# Your homework is to work through this tutorial, handing in your solutions to 
# Exercises B, C, E, F, G, and H. Except for Exercise G, each exercise involves 
# writing a small amount of R code and/or a small amount of discussion. The 
# code that you write will really be slight modifications of code snippets 
# already in this file. Having you write a bunch of code is not a goal of this 
# course.

# You will hand in your work on paper --- either printing it out or copying it 
# by hand. Exercise G will need to be done by hand. If you print, then don't 
# print this entire file. Just print the code snippets and discussion that are 
# needed, for the grader to grade the six required exercises.


### BERNOULLI DISTRIBUTION ###

# Here is a function for sampling a Bernoulli-distributed random variable. 
# (Sampling means generating a concrete random outcome.) Don't worry about how 
# this code works.
rbern <- function(n, p) {
  sample.int(2, n, prob=c(1 - p, p), replace=TRUE) - 1
}

# Here are some examples. Study them, to figure out what they mean.
rbern(100, 1 / 6)
numTrials <- 1000000
sum(rbern(numTrials, 1 / 6)) / numTrials


### GEOMETRIC DISTRIBUTION ###

# We know that if X ~ Geom(n, p), then P(X = k) = (1 - p)^k p.
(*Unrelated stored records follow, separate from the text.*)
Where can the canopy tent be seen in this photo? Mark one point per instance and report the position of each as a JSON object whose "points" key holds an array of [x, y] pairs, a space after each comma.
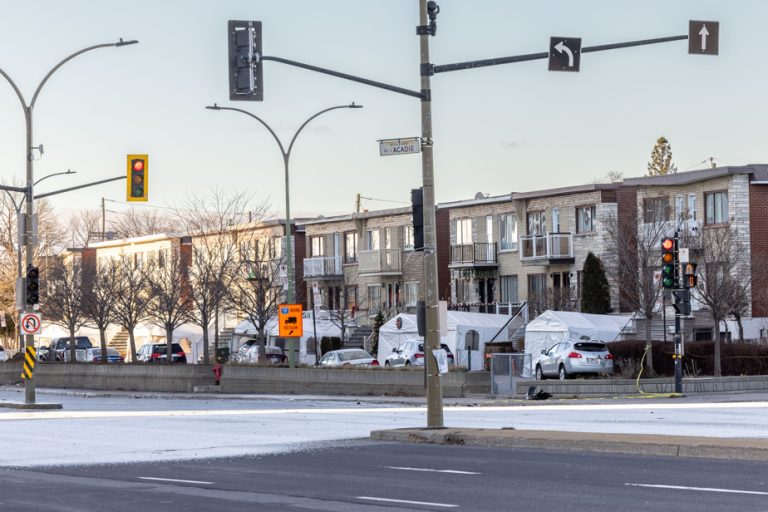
{"points": [[461, 327], [553, 326]]}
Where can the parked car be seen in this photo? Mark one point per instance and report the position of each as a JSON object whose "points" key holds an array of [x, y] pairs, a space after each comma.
{"points": [[412, 353], [93, 355], [56, 349], [348, 357], [249, 353], [158, 353], [571, 357]]}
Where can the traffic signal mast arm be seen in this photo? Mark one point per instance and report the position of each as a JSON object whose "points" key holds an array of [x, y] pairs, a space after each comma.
{"points": [[467, 65]]}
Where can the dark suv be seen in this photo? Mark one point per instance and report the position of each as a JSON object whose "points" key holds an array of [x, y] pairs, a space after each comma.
{"points": [[55, 351], [158, 353]]}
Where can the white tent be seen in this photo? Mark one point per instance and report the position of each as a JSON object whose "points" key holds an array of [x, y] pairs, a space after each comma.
{"points": [[552, 326], [460, 327]]}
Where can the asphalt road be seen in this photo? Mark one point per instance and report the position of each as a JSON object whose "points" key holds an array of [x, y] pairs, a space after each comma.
{"points": [[370, 476]]}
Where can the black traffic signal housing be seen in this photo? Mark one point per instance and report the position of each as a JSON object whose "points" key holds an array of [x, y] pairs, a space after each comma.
{"points": [[669, 263], [417, 210], [138, 184], [245, 66], [33, 285]]}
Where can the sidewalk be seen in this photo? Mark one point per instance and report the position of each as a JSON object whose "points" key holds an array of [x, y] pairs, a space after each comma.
{"points": [[654, 445]]}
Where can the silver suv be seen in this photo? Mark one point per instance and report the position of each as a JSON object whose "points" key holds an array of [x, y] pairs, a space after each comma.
{"points": [[570, 357]]}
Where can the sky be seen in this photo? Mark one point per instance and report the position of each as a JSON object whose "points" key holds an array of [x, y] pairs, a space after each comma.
{"points": [[514, 127]]}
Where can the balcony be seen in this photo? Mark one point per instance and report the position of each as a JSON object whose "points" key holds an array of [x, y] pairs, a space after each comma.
{"points": [[321, 267], [379, 261], [549, 248], [474, 255]]}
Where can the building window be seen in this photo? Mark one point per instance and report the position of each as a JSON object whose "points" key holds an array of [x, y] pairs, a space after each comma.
{"points": [[509, 290], [411, 293], [316, 246], [537, 223], [508, 232], [372, 239], [655, 209], [374, 299], [585, 219], [692, 207], [350, 247], [463, 231], [716, 206], [408, 238]]}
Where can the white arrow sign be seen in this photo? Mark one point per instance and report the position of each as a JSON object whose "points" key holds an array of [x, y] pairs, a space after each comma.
{"points": [[560, 47], [703, 33]]}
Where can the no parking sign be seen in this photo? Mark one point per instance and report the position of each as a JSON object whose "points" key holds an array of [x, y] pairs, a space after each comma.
{"points": [[30, 323]]}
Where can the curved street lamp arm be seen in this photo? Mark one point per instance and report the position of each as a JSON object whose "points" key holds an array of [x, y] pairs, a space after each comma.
{"points": [[15, 88], [310, 119], [70, 57], [271, 131]]}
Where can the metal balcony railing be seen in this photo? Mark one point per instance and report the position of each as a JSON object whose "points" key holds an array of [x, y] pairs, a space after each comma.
{"points": [[476, 253], [378, 261], [549, 246], [322, 266]]}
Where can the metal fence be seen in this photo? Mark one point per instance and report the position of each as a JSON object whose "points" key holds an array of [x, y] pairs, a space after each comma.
{"points": [[506, 370]]}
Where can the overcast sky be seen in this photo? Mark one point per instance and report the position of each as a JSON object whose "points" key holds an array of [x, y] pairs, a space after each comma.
{"points": [[515, 127]]}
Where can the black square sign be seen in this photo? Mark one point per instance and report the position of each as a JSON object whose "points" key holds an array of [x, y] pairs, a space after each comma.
{"points": [[703, 37], [564, 53]]}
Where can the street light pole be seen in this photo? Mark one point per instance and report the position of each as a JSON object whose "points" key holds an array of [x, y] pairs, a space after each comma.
{"points": [[286, 158], [29, 241]]}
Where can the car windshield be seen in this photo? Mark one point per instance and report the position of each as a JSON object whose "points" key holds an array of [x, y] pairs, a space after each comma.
{"points": [[586, 346]]}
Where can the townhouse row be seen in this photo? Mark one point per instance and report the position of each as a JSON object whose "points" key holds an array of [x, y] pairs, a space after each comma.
{"points": [[497, 252]]}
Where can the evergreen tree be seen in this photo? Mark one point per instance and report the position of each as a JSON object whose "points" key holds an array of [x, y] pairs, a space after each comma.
{"points": [[661, 158], [595, 294]]}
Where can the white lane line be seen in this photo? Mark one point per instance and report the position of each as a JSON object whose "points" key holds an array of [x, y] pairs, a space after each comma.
{"points": [[425, 503], [451, 471], [174, 480], [706, 489]]}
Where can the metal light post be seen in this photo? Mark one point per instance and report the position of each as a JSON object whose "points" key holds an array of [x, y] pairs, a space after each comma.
{"points": [[29, 242], [286, 158]]}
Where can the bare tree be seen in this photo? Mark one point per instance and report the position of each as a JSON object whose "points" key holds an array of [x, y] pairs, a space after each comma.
{"points": [[170, 301], [133, 223], [63, 297], [256, 289], [725, 279], [131, 298], [633, 263], [101, 298], [213, 221]]}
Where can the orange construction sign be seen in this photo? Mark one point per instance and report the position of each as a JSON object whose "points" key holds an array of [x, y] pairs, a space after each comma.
{"points": [[289, 321]]}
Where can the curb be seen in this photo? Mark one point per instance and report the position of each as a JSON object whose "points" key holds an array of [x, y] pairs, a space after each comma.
{"points": [[654, 445]]}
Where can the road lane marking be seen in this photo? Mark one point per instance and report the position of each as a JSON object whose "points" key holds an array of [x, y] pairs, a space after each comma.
{"points": [[451, 471], [424, 503], [173, 480], [705, 489]]}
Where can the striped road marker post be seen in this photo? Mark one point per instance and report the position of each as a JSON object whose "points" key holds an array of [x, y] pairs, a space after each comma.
{"points": [[29, 363]]}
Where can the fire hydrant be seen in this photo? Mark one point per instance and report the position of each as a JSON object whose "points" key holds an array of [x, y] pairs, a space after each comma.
{"points": [[217, 372]]}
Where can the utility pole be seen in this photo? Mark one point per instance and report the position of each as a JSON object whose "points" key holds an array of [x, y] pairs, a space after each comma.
{"points": [[427, 13]]}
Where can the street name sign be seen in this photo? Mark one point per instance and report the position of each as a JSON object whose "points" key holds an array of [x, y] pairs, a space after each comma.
{"points": [[564, 53], [703, 37], [289, 321], [389, 147]]}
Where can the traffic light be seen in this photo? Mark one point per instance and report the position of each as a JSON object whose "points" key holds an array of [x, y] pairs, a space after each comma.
{"points": [[245, 68], [669, 263], [138, 185], [33, 285], [417, 209]]}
Here are some 
# examples computed by hand.
p <- 1 / 3
(1 - p)^4 * p
p <- 0.001
(1 - p)^16 * p

# Here are the same probabilities computed using R's built-in knowledge of the 
# geometric distribution.
dgeom(4, 1 / 3)
dgeom(16, 0.001)

# Let's focus on X ~ Geom(0.001). What is P(X <= 3)? The pgeom function exists 
# to answer this kind of question.
pgeom(3, 0.001)

# Exercise A: How would you compute P(X <= 3) knowing only dgeom?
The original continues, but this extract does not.